La maîtresse donne une autre version

Dans la bouche de Stéphanie Livet, la «vérité» est tout autre. Selon elle, son amant avait commencé à «s'inventer des scénarios», imaginant par exemple «qu'il la frapperait avec un marteau», en raison de l'imminence de l'arrivée d'un enfant en cours d'adoption par les Barbot, dont «il ne voulait plus».

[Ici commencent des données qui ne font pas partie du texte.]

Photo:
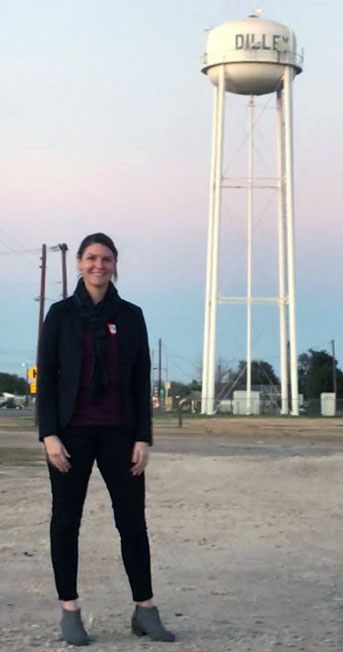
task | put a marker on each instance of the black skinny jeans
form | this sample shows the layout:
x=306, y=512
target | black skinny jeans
x=111, y=447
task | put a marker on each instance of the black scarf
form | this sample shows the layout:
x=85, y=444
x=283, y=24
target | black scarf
x=97, y=317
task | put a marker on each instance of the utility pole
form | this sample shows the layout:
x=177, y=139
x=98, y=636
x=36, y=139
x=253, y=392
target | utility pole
x=63, y=247
x=334, y=370
x=41, y=296
x=159, y=370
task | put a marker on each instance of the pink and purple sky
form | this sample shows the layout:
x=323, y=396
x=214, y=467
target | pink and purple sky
x=106, y=125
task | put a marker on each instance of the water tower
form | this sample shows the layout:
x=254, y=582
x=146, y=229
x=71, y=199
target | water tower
x=253, y=57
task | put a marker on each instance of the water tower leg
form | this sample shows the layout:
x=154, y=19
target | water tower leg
x=249, y=249
x=205, y=365
x=282, y=253
x=287, y=82
x=215, y=247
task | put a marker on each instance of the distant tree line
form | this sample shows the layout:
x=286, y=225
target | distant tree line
x=315, y=375
x=12, y=384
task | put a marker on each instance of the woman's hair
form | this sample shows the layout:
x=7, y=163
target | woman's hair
x=97, y=238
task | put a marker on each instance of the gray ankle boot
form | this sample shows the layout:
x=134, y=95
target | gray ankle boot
x=146, y=620
x=72, y=628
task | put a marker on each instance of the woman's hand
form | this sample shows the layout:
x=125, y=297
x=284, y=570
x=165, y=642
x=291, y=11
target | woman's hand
x=140, y=456
x=57, y=454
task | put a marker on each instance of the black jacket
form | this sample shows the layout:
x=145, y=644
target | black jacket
x=60, y=360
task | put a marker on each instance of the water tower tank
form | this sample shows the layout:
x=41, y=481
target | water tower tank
x=254, y=53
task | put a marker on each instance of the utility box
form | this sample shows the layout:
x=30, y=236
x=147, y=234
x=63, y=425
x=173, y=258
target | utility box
x=240, y=402
x=328, y=404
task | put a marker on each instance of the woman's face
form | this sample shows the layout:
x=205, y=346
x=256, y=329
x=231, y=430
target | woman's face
x=97, y=265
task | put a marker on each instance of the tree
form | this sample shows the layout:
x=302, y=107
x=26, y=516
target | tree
x=262, y=373
x=315, y=372
x=12, y=384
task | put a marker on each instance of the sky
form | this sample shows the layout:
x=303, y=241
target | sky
x=106, y=126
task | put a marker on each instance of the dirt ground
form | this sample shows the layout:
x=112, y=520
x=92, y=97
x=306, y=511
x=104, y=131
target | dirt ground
x=245, y=522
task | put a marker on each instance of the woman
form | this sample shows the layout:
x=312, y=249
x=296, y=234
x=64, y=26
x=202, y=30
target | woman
x=94, y=404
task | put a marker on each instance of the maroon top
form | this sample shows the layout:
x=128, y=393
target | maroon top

Elle assure avoir «essayé de l'en dissuader», avant d'accepter «par amour», son rôle devant se limiter à «éteindre le compteur» pour attirer la victime dans le garage. Lui «devait taper Anne avec des bûches, se débarrasser de la voiture pour enlever toutes les traces, dire qu'elle avait disparu», poursuit-elle, se raclant régulièrement la gorge, et s'interdisant de pleurer, «parce qu'il y a les parties civiles».

Froidement, elle décrit comment Anne Barbot s'est écroulée par terre, après avoir été «tapée, plusieurs fois, avec deux bûches», par son mari. Puis que ce dernier lui a «tendu une corde» et qu'elle a «étranglé Anne pour abréger ses souffrances», avant d'aller chercher son fils de 19 mois dans sa voiture.

Ils s'accusent mutuellement de mensonge

«Quand on l'écoute, on a l'impression qu'il a rien fait. C'est lui qui ment», lance Stéphanie Livet. Didier Barbot lui renvoie la politesse. Le cadavre calciné d'Anne Barbot n'est découvert qu'une dizaine de jours après le signalement de sa disparition par son mari, le lendemain des faits. L'autopsie n'a pu déterminer la cause exacte du décès.

Interpellés huit mois plus tard, le 26 novembre 2013, les amants passent aux aveux en garde à vue. Ils encourent la réclusion criminelle à perpétuité. Verdict attendu lundi soir.